Single by Five Star

from the album Rock the World
- B-side: "Rare Groove"
- Released: 10 September 1988
- Genre: Pop
- Length: 4:22
- Label: RCA Victor, Tent
- Songwriter(s): Doris Pearson, Delroy Pearson
- Producer(s): Doris Pearson, Delroy Pearson

Five Star singles chronology
| "Rock My World" (1988) | "Someone's in Love" (1988) | "There's a Brand New World" (1988) |

= Someone's in Love =

"Someone's in Love" is the name of a 1988 US only remixed single by British pop group Five Star. It reached #36 on the US R&B Billboard chart. The single was the third of five releases from their album and the lead single from the album Rock the World in USA.

Doris sang the lead vocals on this track rather than sister Denise, who was lead singer on all of Five Star's singles up to this point.
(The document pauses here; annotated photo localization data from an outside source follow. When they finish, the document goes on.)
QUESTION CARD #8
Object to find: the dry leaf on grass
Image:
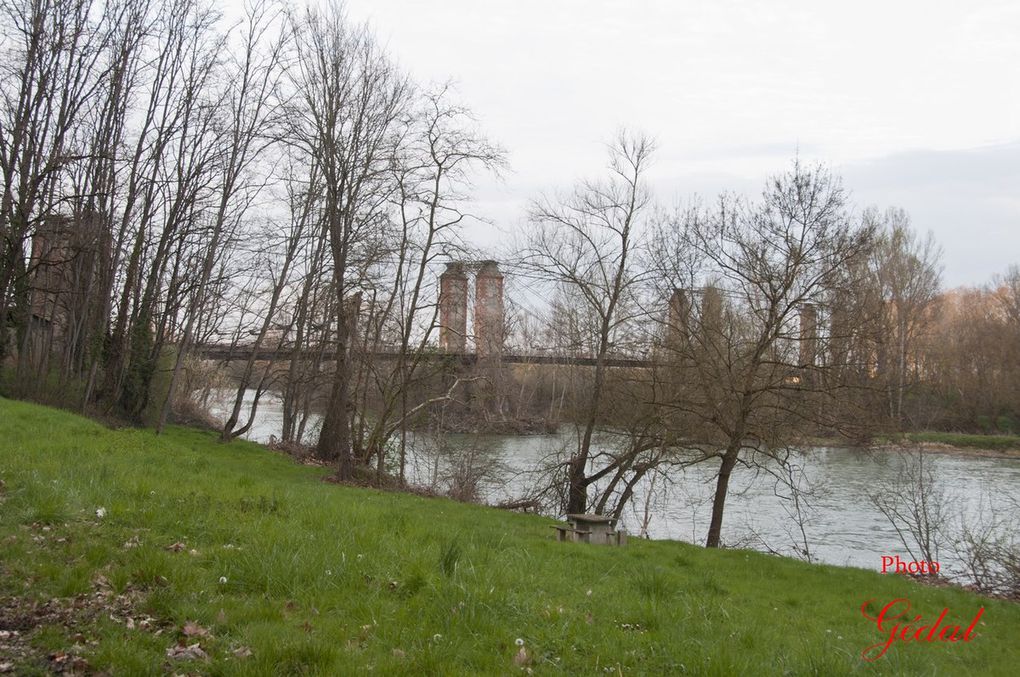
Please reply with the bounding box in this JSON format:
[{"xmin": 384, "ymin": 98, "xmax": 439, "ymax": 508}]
[
  {"xmin": 181, "ymin": 622, "xmax": 211, "ymax": 638},
  {"xmin": 166, "ymin": 642, "xmax": 209, "ymax": 661}
]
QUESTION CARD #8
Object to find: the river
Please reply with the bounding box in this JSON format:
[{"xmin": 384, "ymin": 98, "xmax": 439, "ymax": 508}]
[{"xmin": 205, "ymin": 389, "xmax": 1020, "ymax": 574}]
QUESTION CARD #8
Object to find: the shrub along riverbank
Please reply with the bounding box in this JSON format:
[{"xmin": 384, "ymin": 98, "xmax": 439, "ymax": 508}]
[
  {"xmin": 2, "ymin": 396, "xmax": 1020, "ymax": 675},
  {"xmin": 875, "ymin": 431, "xmax": 1020, "ymax": 455}
]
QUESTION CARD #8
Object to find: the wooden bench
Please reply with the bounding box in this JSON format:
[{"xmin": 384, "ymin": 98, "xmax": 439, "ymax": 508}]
[
  {"xmin": 550, "ymin": 525, "xmax": 591, "ymax": 543},
  {"xmin": 551, "ymin": 514, "xmax": 628, "ymax": 546}
]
The Radio Mix was used on the US edition of the Rock the World album.

==Track listings==
- 7" single
1. Someone's In Love (7" Radio Mix) 4:08 – featured on US pressing of Rock The World album *
2. Rare Groove

- 12" single

3. Someone's In Love (R&B Dance Mix w/o Rap)
4. Someone's In Love (Some Dub Mix)
5. Someone's In Love (LP Mix) – NB version not actually featured on LP
6. Someone's In Love (7" Radio Mix) – featured on US pressing of Rock the World album
7. Rare Groove

All tracks available on the remastered versions of either the 2012 'Rock The World' album, the 2013 'The Remix Anthology (The Remixes 1984-1991)' or the 2018 'Luxury - The Definitive Anthology 1984-1991' boxset.